Esse ensinamento se tornou o fundamento para tudo o que a Bíblia
fala depois sobre o casamento. Jesus retomou esse texto ao ensinar que o
casamento é uma união que não deve ser desfeita:
“Assim
não são mais dois, porém uma só carne. Portanto, o que Deus ajuntou não separe
o homem” (Mateus 19:5-6).
O apóstolo Paulo também fez referência a essa passagem para
ensinar sobre o relacionamento entre marido e esposa:
“Por
isso, deixa o homem seu pai e sua mãe e se une à sua mulher, e se tornam os
dois uma só carne. Grande é este mistério, mas eu me refiro a Cristo e à
igreja” (Efésios 5:31-32).
Portanto, a autoridade do marido e a submissão da esposa (Efésios
5:22-25; 1 Coríntios 11:3) não são costumes culturais
passageiros, mas refletem a ordem estabelecida por Deus desde a criação.
O significado de “uma só carne”
O homem, ao deixar pai e mãe, passa a priorizar sua nova
família. Isso implica:
- mudança de prioridade:
sua principal responsabilidade agora é sua esposa e sua casa (1 Timóteo 5:8);
- intimidade compartilhada:
não apenas física, mas também emocional, espiritual e existencial;
- companheirismo: a mulher foi criada
como “auxiliadora idônea” (Gênesis
2:18);
- harmonia: juntos devem viver em
unidade, refletindo a própria relação entre Cristo e a Igreja (Efésios 5:25-28).
“Estavam nus e não se envergonhavam”
A nudez, antes da queda, simbolizava a pureza da relação entre
marido e esposa. Não havia medo, culpa, punição ou vergonha, pois o pecado
ainda não havia entrado no mundo (Gênesis 3:7-10). Essa condição mostra:
- transparência plena: nada a esconder
entre si;
- inocência: a sexualidade era vista
como algo santo e natural, não como motivo de vergonha;
- confiança: a relação conjugal não
estava contaminada pela desconfiança ou desejo egoísta.
A nudez, portanto, é um dom divino reservado ao casamento.
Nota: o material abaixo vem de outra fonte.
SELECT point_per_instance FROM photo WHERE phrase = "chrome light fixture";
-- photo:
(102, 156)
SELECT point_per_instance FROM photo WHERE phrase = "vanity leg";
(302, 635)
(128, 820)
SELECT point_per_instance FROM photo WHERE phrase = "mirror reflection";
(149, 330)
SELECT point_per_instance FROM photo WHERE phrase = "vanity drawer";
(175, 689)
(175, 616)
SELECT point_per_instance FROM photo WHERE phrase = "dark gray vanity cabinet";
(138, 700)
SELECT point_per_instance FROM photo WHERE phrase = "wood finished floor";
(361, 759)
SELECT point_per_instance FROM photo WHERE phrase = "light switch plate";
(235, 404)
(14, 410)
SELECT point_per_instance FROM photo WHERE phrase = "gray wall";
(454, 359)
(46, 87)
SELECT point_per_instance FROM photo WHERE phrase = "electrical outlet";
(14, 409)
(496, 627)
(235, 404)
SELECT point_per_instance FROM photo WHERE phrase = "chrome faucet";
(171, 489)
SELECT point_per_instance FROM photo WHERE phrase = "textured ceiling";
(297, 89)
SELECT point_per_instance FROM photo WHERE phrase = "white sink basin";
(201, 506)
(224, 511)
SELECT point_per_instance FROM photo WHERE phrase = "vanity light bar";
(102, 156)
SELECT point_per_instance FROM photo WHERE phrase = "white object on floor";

Fora dele, ela é distorcida e exposta à lascívia e ao pecado (Levítico
18:6-18; Hebreus 13:4). Dentro do matrimônio, porém, é
expressão de amor, entrega e unidade.
A nudez no Éden e a restauração em Cristo
Antes da queda, Adão e Eva estavam nus e não se envergonhavam (Gênesis
2:25). Isso simbolizava pureza, transparência e ausência de culpa
diante de Deus e um do outro. No entanto, após o pecado, a percepção mudou:
“Abriram-se,
então, os olhos de ambos; e, percebendo que estavam nus, coseram folhas de
figueira e fizeram cintas para si” (Gênesis 3:7).
A nudez, que antes era sinal de inocência, passou a ser
associada à vergonha e à exposição da culpa. Por isso, Deus mesmo
providenciou vestes de pele para cobri-los (Gênesis 3:21), o que já apontava para o sacrifício que seria necessário para
restaurar a humanidade.
Esse tema percorre toda a Bíblia. A nudez, no sentido
espiritual, representa o estado de pecado e vergonha (Ezequiel
16:36; Apocalipse 3:17). Por outro lado, a veste
simboliza a justiça e a cobertura de Deus.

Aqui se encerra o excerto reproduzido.